Sur la ligne de découpe en verre, les secondes et les kilowattheures ont tous deux un impact sur les coûts. Si vous coupez du verre préchauffé mais que la chaleur n’est pas uniforme, ou si le processus de chauffage est trop lent, cela entraîne des contraintes thermiques, des micro-fissures et donc plus de déchets. Les fours à convection allongent le temps de traitement et gaspillent de l’énergie dans l’air ambiant plutôt que dans le verre lui-même.
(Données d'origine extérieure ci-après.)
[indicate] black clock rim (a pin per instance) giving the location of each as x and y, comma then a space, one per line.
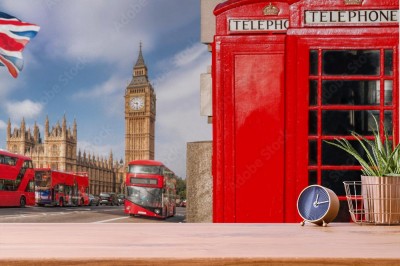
327, 210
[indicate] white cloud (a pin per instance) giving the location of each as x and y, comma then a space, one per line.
110, 87
7, 84
98, 30
23, 109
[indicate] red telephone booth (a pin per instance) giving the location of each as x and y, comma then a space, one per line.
288, 75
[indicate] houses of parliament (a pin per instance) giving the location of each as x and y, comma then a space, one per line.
58, 147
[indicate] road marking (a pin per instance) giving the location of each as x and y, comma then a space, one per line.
110, 220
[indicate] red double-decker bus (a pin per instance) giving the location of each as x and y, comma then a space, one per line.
16, 180
55, 188
150, 189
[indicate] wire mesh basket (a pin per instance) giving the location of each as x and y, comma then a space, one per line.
375, 202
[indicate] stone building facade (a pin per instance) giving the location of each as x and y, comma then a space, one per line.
140, 114
58, 151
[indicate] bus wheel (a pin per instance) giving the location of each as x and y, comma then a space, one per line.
61, 202
22, 202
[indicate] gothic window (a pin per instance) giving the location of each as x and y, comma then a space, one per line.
54, 150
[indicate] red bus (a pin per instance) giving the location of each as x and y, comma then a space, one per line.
16, 180
56, 188
150, 189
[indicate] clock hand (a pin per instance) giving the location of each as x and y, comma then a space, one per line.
316, 201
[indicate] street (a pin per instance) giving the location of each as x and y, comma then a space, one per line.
85, 214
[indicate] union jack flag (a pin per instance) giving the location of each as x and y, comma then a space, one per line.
14, 35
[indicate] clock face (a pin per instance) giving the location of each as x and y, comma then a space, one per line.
137, 103
313, 203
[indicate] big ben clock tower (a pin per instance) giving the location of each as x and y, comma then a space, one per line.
140, 114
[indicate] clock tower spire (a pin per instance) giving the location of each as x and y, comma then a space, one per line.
140, 114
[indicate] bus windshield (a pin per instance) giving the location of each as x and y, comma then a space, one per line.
145, 169
146, 197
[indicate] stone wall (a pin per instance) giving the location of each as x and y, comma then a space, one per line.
199, 182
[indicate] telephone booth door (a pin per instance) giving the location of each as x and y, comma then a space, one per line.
252, 117
345, 78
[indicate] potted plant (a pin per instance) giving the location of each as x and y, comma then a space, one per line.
380, 180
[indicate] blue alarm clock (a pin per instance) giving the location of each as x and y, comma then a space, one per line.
317, 204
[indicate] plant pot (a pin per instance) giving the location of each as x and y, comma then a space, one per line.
381, 198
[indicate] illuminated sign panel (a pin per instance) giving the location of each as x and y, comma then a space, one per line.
241, 25
335, 17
Nous avons donc développé des chauffeurs infrarouges pour réduire ces pertes dès la source.
Ce qui compte vraiment Nous utilisons des émetteurs en quartz à ondes courtes, adaptés à l’absorption par le verre sodocalcique à faible teneur en fer. Cela permet un chauffage rapide et uniforme, avec un minimum de mouvement d’air – la surface se réchauffe sans que l’énergie ne soit perdue par convection. La puissance des chauffeurs est suffisante pour un usage industriel : généralement entre 12 et 40 kW par module, en 400 V trois phases. Les émetteurs sont disposés de manière à assurer une densité de puissance uniforme sur toute la zone de découpe. Des réflecteurs intégrés permettent de concentrer l’énergie sur le verre, sans chauffer le cadre.
Le contrôle est simple : utilisation de SCR ou PID avec retour d’information via des thermocouples. Ainsi, on peut obtenir des profils de température reproductibles pour la découpe. Le temps de mise en température est inférieur à 30 secondes, et les valeurs de réglage restent stables même en cas de variations de température ambiante.
Pourquoi c’est utile pour la découpe La vitesse n’a de sens que si elle est reproductible. Ces chauffeurs permettent de mettre le verre à la température nécessaire de décision très rapidement, ce qui permet à la machine de suivre le rythme de la ligne de production. Une distribution uniforme de la chaleur réduit les contraintes aux bords du verre, ce qui améliore le taux de réussite de la découpe et diminue les déchets. L’utilisation d’énergie est réduite, car la chaleur est consommée par le verre plutôt que par l’air ambiant. En général, les installations voient une réduction de 10 à 20 % des kWh par mètre carré par rapport aux méthodes de chauffage par convection. Les modules peuvent être intégrés dans les cadres existants, ce qui réduit considérablement le temps de changement de configuration.
Conseils pratiques Les rayons infrarouges nécessitent une ligne de vue claire ; donc, l’emplacement des émetteurs doit correspondre à l’épaisseur et à la géométrie du verre. Il est important de maintenir les réflecteurs propres et de vérifier régulièrement l’intégrité du quartz – les hautes températures et les cycles thermiques provoquent avec le temps des dégradations. Il faut également assurer un refroidissement adéquat et une isolation électrique solide ; le boîtier devient chaud, et les connexions doivent être robustes.
Adaptez la stratégie de contrôle à vos besoins de production, puis fixez les paramètres de manière précise. Ainsi, vous pourrez réduire les coûts énergétiques tout en maintenant un fonctionnement optimal de la ligne de production.